The researchers identified at least 12 distinct differentiation patterns across the AML samples. Some of these patterns closely resembled MPAL or AEL, highlighting how patients with distinct disease diagnoses can nonetheless share similar differentiation anomalies. These similarities emphasize the ambiguity in the diagnostic boundaries between the disease classes, Dr. Zeng said.
The investigators further sought to characterize the genetic underpinnings of these differentiation patterns. Using bulk RNA-sequencing data from more than 1,200 AML patient samples, they estimated the abundance of each leukemia cell state in each patient sample and correlated these cell states with common genetic alterations. They found the same mutation could shift cells in different directions depending on the cell of origin and/or on other co-occurring mutations. In this way, a single leukemia-initiating genetic alteration may generate leukemias with different biological properties.
“These findings reveal that the phenotypic heterogeneity in AML arises from the interplay between genetic drivers and the specific cellular context, helping us begin to decipher the ‘rules’ governing the factors that shape the disease,” Dr. Zeng said.
Clinical Implications
Ultimately, the data offer a toolkit with which researchers can interrogate their own AML samples to find detailed associations between cell states and genetic or clinical variables with potential therapeutic applications. The investigators hope that using these tools will uncover clinical biomarkers of these cell states that could better predict prognosis and facilitate precision medicine for patients with AML.
“By establishing a high-resolution, single-cell reference atlas of hematopoiesis, we’ve not only advanced our understanding of how differentiation goes awry in AML, but we’ve also provided an accessible toolkit for other researchers to rapidly map and classify their own blood samples profiled by single-cell RNA sequencing,” Dr.
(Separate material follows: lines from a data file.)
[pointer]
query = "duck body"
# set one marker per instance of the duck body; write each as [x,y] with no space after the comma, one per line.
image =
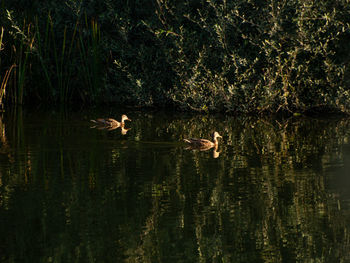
[204,143]
[109,122]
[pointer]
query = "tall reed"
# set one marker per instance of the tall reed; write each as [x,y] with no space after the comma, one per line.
[89,51]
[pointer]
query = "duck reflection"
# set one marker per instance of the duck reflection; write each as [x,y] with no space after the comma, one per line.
[204,144]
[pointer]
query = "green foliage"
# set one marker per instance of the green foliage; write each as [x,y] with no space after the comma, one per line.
[237,56]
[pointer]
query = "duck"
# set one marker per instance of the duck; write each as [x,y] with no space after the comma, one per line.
[109,122]
[204,144]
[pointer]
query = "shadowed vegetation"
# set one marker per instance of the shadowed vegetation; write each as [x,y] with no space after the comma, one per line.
[240,56]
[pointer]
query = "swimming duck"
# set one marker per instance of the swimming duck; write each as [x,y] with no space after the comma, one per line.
[203,143]
[109,122]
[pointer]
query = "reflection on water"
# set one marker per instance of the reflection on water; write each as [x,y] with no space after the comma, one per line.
[277,191]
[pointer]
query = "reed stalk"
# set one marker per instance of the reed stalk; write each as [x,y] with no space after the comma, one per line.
[90,58]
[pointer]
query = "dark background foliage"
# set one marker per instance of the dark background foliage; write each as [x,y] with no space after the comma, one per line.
[236,56]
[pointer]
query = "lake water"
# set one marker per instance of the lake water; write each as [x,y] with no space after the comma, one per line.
[275,191]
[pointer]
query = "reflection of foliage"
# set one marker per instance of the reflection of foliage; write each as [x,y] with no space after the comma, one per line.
[96,195]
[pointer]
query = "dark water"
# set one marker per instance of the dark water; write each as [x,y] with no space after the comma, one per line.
[278,191]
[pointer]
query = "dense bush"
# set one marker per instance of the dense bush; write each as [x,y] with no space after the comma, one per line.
[238,56]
Zeng stated. “We also hope this motivates others outside of the AML space to adopt similar analytical frameworks that precisely compare cancers with their normal tissue counterparts, as these approaches may allow them to integrate genetic and cellular models of cancer heterogeneity to advance precision medicine across oncology.”
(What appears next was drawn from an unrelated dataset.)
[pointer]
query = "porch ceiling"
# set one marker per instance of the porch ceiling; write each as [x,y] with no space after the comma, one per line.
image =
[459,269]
Disclosure: Funding for this study was provided by the University of Toronto, the Princess Margaret Cancer Foundation, the Ontario Institute for Cancer Research, the Canadian Institutes of Health Research, the International Development Research Centre of Ottawa, the Canadian Cancer Society, the Terry Fox New Frontiers Program, the University of Toronto Medicine by Design Initiative with funding from the Canada First Research Excellence Fund, the Ontario Ministry of Health, the Canada Research Chairs Program, the American Lebanese Syrian Associated Charities of St. Jude Children’s Research Hospital, the Alex’s Lemonade Stand Foundation for Childhood Cancer, the National Cancer Institute of the National Institutes of Health, St. Baldrick’s Foundation, and the Henry Schueler 41 & 9 Foundation. Dr. Zeng reported no conflicts of interest. For full disclosures of the other study authors, visit abstractsonline.com.